All of the mentioned tools have restrictions. Accept that
SQL::Statement (and DBD::CSV) also have restrictions

> I like RI (of course) and I am prepared to manage it in the application.
> Dictionary persistence?  See the first line of my CSV tables!

CSV has NO way to keep the (maximum) string length of (var)char fields
CSV has no concept of telling the maximum length of numerical fields
CSV has no way to tell a difference between integer and float fields

all of that unless you tell DBD::CSV time and time again on each new
session. For me data dictionary persistence is a major reason not to
use DBD::CSV for anything more serious than data(base) migrations and
analizing tools. And - being the keeper of Text::CSV_XS - I am REALLY
fond of the CSV data format. I will stick to my opinion that CSV has no
structure beyond rows and columns. RI is not enforced by the data, it
might be enforced by your code, but that is not inherent to the
underlying structure. Quite a bit different that what RI in PostgreSQL
or Oracle has to offer.

> Up to several 1000 rows, performance can be very high in SQL::Statement +
> DBD::CSV (well, in its earlier incarnations!)

I use DBD::CSV with up to 100_000's of rows, that makes quite a
difference.

And I don't use it just to export to another database, I also use it to
fire queries on that, which is a lot easier than grep and awk. Here
DBD::CSV serves my purpose very well. And what *I* need is exactly what
SQL::Statement is now working towards. Not functions or triggers, but
reliable aggregate functions like count (*), max (*), having and group
by. Those, esp in combination with NULL values were very unreliable,
and support for that have vastly improved.

> I don't care for types much and the argument rages on in strongly vs weakly
> typed languages.  We like Perl, don't we?

/me fiercly nods

> Referential integrity is a property of the data, not of the DBMS.

Yes, but *enforced* by the database. CSV has nothing of that kind (and
will probably never will).

> RI can be enforced by the DBMS but that is a different thing entirely!

No, it is something to rely on when writing applications.

> CSV does support links.  See man 1 join.  And SQL::Statement+DBD::CSV does
> joins too.

Those are software solutions from a programmer pov. CSV does NOT
support links from the data structure point of view.

> By extention of your argument much of the recent changes to SQL::Statement
> is merely aping other DBMSs and there is no real benefit.

I extremely disagree. Major internal rewriting has been done to enable
new features of fix real bugs. Don't underestimate time and effort (and
thought) put in these modules. We never intend to break anything.
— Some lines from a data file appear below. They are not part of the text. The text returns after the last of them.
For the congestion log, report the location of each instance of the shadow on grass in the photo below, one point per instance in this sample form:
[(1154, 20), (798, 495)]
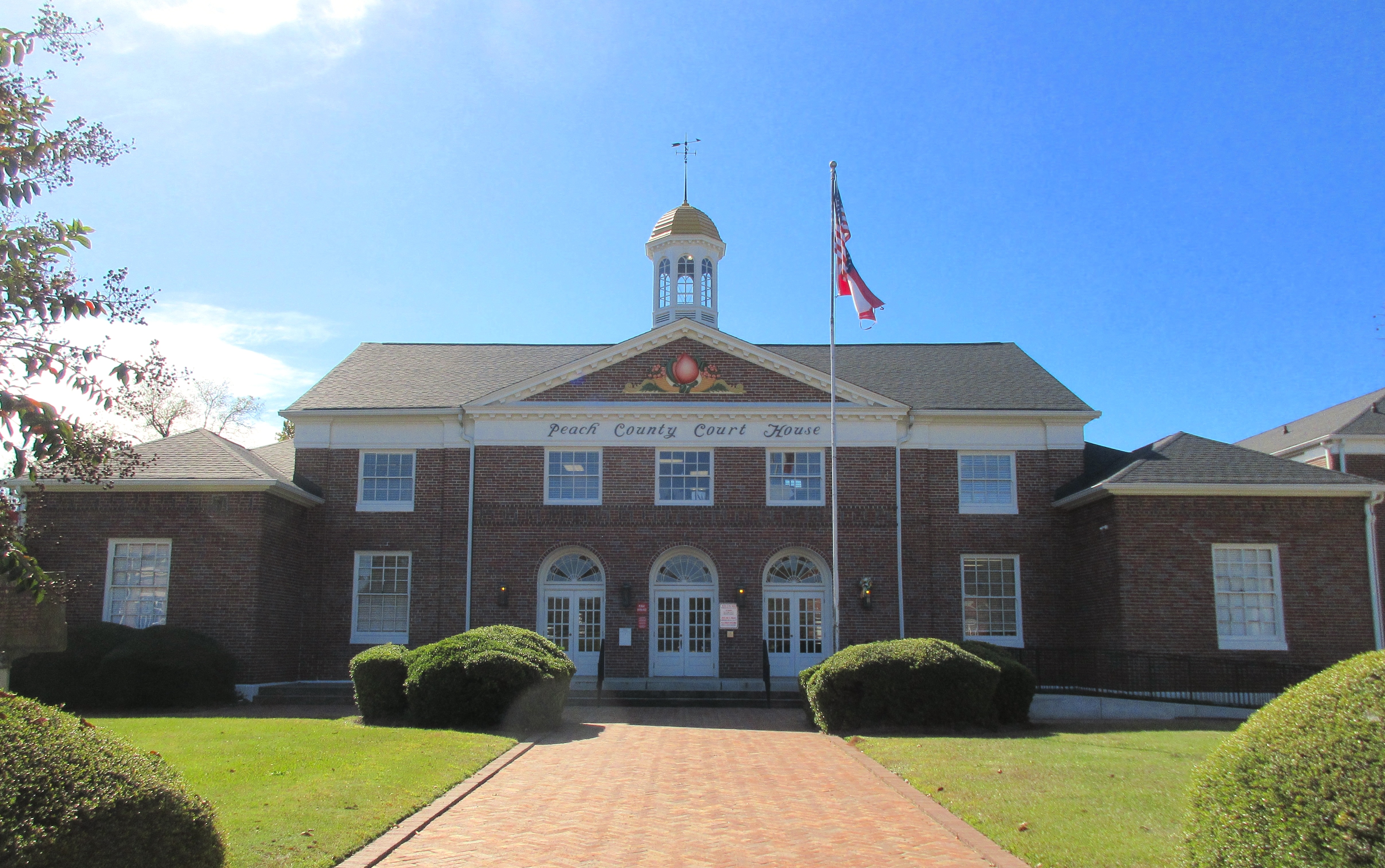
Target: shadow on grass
[(1051, 727)]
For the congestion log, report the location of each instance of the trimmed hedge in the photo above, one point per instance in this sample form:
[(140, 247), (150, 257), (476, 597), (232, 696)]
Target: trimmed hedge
[(488, 676), (74, 795), (1017, 686), (902, 682), (68, 678), (379, 676), (117, 666), (1302, 781)]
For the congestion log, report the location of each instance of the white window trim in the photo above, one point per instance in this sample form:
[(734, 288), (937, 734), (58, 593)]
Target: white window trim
[(383, 506), (110, 572), (1011, 509), (711, 484), (600, 475), (1006, 641), (820, 502), (1251, 643), (370, 637)]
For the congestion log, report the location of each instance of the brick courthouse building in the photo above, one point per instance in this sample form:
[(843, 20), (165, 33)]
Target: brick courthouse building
[(646, 493)]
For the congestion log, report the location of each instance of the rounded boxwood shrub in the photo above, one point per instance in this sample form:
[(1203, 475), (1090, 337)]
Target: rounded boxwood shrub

> Triggers/stored procedures/user defined functions?  Really, just use
> Postgress/MySQL/Oracle.  Here I agree.
> 
> Paul Beardsell


-- 
H.Merijn Brand  http://tux.nl      Perl Monger  http://amsterdam.pm.org/
using & porting perl 5.6.2, 5.8.x, 5.10.x, 5.11.x on HP-UX 10.20, 11.00,
11.11, 11.23, and 11.31, OpenSuSE 10.3, 11.0, and 11.1, AIX 5.2 and 5.3.